The introduction of the Refund option has indeed garnered some positive feedback for the Genius team. Some users believe that in the cryptocurrency industry, the fact that the project team can listen to feedback and update rules within 24 hours demonstrates a commitment to long-termism, at least providing a clear exit for users who do not want to continue holding.
However, critics point out that the so-called refund only returns the 5 basis points that the platform itself collects, rather than the full transaction fees, which is hardly a drop in the bucket for many volume-generating users. Some users also believe that "long-termism is directly written into the code," and this entire operation from raising expectations to changing the rules at the last minute is just another anti-yield project; regardless of how the Refund option attempts to remedy the situation, the time and transaction costs already invested cannot be fully recovered.
Even on Polymarket, some users have started betting that Genius's FDV after launch will be below $200 million, reflecting the market's loss of confidence in this TGE operation.
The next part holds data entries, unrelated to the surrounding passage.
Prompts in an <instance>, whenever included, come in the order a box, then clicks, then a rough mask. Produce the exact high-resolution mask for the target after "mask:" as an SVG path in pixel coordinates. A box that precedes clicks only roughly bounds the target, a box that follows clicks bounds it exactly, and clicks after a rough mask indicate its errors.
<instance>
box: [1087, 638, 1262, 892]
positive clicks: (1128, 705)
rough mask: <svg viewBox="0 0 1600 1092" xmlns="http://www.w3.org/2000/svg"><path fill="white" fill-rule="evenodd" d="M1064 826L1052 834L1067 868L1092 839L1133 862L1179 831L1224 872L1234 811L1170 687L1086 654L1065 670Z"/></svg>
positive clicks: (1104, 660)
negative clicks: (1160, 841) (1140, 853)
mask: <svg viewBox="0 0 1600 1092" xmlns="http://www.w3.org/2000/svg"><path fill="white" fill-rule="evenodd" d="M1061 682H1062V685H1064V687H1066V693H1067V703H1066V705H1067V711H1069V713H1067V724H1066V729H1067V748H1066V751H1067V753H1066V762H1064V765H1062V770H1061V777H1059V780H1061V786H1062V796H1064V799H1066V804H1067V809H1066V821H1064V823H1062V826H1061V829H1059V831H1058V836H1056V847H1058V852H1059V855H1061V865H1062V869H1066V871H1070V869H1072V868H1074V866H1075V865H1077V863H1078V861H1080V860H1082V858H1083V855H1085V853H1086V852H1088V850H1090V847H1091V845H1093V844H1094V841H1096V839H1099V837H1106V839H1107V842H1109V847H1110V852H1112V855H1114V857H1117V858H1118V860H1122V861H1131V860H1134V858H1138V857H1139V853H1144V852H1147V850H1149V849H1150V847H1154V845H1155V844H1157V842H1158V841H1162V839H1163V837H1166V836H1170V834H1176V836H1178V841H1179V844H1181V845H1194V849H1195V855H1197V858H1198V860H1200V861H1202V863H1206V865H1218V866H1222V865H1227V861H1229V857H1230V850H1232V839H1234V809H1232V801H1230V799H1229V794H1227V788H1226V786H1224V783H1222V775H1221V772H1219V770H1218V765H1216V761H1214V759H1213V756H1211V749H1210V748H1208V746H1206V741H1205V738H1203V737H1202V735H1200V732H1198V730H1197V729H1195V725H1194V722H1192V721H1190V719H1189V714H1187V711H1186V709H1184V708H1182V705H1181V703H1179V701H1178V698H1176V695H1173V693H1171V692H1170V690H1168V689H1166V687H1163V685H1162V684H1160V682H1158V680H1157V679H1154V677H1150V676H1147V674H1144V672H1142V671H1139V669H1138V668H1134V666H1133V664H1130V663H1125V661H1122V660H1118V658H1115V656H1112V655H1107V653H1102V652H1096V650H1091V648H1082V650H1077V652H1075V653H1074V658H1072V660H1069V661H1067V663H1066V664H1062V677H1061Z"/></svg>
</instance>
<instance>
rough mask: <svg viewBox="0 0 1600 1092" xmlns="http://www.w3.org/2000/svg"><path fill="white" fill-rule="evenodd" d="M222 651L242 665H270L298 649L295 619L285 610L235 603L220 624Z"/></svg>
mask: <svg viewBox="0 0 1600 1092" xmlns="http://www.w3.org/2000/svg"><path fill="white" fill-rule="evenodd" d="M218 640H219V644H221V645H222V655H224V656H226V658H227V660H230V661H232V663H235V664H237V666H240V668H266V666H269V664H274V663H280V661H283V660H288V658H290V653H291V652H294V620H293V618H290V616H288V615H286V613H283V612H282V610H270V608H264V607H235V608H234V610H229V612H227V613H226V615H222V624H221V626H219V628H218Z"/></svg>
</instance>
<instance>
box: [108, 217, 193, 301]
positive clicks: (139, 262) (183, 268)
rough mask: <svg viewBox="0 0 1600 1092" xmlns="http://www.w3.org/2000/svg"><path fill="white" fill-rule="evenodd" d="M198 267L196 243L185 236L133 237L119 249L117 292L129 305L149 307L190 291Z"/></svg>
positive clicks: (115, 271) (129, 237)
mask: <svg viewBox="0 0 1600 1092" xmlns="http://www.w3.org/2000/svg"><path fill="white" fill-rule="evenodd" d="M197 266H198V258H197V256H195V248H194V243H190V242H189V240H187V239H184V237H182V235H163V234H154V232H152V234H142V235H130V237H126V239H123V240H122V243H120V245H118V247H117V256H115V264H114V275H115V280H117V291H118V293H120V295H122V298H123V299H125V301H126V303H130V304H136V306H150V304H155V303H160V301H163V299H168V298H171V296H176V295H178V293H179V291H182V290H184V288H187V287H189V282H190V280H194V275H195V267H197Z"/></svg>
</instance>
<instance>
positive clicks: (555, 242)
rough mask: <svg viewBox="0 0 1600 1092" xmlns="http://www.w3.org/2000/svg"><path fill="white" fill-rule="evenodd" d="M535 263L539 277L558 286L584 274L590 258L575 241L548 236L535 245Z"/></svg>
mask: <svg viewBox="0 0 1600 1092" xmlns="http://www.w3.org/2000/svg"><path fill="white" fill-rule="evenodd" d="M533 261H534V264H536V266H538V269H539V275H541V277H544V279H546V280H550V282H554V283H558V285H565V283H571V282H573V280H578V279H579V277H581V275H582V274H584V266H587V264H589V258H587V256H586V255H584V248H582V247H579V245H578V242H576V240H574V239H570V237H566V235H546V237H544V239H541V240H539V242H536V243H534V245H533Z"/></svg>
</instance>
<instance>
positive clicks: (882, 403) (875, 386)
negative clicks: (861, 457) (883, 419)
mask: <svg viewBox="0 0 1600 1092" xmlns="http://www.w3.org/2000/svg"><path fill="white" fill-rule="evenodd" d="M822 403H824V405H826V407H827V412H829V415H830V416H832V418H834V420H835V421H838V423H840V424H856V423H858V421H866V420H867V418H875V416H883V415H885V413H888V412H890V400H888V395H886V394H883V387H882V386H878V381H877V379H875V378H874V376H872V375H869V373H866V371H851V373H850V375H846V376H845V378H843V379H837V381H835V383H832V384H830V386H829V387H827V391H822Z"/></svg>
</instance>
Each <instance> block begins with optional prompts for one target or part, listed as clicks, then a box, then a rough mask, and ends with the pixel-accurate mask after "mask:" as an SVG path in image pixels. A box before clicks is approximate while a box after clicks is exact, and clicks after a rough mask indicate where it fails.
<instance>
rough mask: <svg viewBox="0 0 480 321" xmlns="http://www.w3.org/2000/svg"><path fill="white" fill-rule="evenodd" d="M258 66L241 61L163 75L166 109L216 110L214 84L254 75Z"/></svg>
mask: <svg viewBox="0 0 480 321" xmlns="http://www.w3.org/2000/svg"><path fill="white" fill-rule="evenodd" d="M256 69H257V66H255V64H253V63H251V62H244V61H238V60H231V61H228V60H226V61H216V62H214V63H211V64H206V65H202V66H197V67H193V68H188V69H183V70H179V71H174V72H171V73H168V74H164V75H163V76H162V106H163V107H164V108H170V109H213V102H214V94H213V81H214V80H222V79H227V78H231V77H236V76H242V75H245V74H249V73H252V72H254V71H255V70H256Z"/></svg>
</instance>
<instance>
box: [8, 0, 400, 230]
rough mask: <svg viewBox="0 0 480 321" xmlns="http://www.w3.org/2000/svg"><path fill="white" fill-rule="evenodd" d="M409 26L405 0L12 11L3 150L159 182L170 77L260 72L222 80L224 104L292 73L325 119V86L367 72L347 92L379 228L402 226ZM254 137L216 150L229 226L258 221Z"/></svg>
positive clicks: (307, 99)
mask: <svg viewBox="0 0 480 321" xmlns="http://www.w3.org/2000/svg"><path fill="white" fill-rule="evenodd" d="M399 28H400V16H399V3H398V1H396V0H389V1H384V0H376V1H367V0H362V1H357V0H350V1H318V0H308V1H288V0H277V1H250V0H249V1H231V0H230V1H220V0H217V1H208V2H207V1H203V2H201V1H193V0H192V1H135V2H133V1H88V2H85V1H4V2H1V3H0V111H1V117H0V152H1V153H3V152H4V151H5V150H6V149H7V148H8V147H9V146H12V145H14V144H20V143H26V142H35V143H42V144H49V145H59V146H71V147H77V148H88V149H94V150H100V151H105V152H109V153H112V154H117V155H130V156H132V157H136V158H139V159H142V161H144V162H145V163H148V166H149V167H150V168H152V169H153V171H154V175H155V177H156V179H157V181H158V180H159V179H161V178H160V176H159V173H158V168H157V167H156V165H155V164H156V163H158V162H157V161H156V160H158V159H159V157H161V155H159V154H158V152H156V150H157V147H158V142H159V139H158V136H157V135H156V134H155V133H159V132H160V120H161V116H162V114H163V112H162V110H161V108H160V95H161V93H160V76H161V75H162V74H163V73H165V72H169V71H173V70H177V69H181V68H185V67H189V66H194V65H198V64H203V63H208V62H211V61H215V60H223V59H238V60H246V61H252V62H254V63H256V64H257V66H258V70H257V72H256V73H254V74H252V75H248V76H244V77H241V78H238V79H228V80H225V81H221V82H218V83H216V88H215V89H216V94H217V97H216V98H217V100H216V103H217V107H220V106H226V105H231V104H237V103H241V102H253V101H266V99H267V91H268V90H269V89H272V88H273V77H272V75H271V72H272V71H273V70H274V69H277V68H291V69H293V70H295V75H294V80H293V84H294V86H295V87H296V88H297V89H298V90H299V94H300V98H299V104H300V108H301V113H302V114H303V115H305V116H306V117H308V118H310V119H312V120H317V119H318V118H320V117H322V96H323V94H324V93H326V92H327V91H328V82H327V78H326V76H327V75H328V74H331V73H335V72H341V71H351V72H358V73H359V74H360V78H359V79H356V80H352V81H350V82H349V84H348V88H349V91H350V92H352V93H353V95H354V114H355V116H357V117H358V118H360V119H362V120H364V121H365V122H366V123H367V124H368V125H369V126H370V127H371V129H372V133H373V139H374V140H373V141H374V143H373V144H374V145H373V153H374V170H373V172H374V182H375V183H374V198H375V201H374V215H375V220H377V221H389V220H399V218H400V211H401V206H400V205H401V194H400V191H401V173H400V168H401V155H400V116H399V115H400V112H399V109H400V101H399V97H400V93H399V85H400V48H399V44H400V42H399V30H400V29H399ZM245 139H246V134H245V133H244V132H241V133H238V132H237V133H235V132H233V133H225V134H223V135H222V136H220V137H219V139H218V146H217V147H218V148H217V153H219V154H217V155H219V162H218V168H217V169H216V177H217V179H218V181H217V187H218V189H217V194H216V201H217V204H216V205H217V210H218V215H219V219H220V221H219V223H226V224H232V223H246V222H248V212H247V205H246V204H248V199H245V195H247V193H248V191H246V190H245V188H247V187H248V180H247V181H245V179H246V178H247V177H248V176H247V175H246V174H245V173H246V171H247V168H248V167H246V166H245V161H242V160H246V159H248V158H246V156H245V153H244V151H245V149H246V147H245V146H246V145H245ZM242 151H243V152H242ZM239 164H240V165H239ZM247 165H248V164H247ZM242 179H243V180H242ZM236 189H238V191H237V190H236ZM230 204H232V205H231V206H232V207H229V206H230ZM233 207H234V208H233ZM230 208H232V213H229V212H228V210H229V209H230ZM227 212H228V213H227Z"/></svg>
Flaws in the Rules, Long-Term Holders Cannot Be Cultivated Just Through Incentives
Cryptocurrency KOL Leng, who is skilled in project research and analysis, criticized that Genius's approach is no different from a scam: "They could choose to give only 2% at the beginning instead of 7% and then claim 30% while burning 70%," how can users be expected to support this?
The project party hopes to attract early users to contribute liquidity and trading volume through a points system, but during the token distribution phase, they also want to prevent these users from immediately selling. There is a fundamental contradiction between these two goals: many users' core motivation is to quickly cash out their rewards, while the long-term holders envisioned by the project party cannot be cultivated solely through incentive points.
When the rules for claiming an airdrop require a high proportion of burning mechanisms to filter users, it may indicate that there is a mismatch in the design of the mechanism from the outset; the user group it attracts and the user group it ultimately wants to retain are not the same from the very beginning.